On November 7, Jackson County, Missouri voters overwhelmingly agreed to continue levying a controversial and unique sales tax to pay for anti-drug programs.

In 1989, Jackson County voters approved a quarter-cent increase in the sales tax to fund anti-drug programs -- the only such tax in the country. Despite early mismanagement, the Community Backed Anti-Drug Tax (COMBAT) now generates $14 million for anti-drug activities. About $9 million of this money goes to law enforcement, and $5 million to prevention and treatment programs (Glenn E. Rice and Gromer Jeffers, Jr., "Drug Tax's Effectiveness, Future at Issue," Kansas City Star, October 7, 1995, p. A-1; Karen Brown, "A Powerful Weapon in the War on Drugs," Kansas City Star, October 8, 1995, p. L-1).

Critics point out that there has been no independent evaluation of the tax. Currently, the National Institute of Justice is conducting a study on COMBAT, but that evaluation may not be ready for another two years.

Management of revenue from the tax has also been attacked. All of the members of the allocation committee work for organizations that benefit from the tax, creating what some see as a conflict of interest.

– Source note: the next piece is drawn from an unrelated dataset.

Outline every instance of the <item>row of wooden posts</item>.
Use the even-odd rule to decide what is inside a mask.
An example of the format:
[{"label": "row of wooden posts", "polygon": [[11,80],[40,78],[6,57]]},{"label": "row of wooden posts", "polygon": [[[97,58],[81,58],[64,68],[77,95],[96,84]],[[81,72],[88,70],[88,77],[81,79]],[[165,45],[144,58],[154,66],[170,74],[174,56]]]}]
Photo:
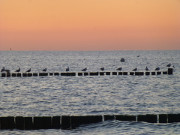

Critics also say that many people who were hired with the drug funds are relatives of tax fund administrators and politicians.

The November 7 vote renewed the tax for another seven years starting in 1997. The original allocation committee will be replaced with a COMBAT Commission of appointed members, all of whom get no funding from the tax.

Supporters of the tax point to rising drug arrests as a sign of the tax's helpfulness to law enforcement. In 1986, only 45 drug cases were filed in the county. In 1994, that number had risen to 1,400. 300 people were incarcerated in the county jail in 1994, compared to 60 in 1986. Police have shut down 1,266 drug houses in the county since 1989, and drug-related crime has reportedly dropped by 15 percent since 1992.

In addition, supporters say that the drug tax funds programs that the county would not be able to afford otherwise -- drug courts, grassroots and neighborhood organizing, and prevention programs.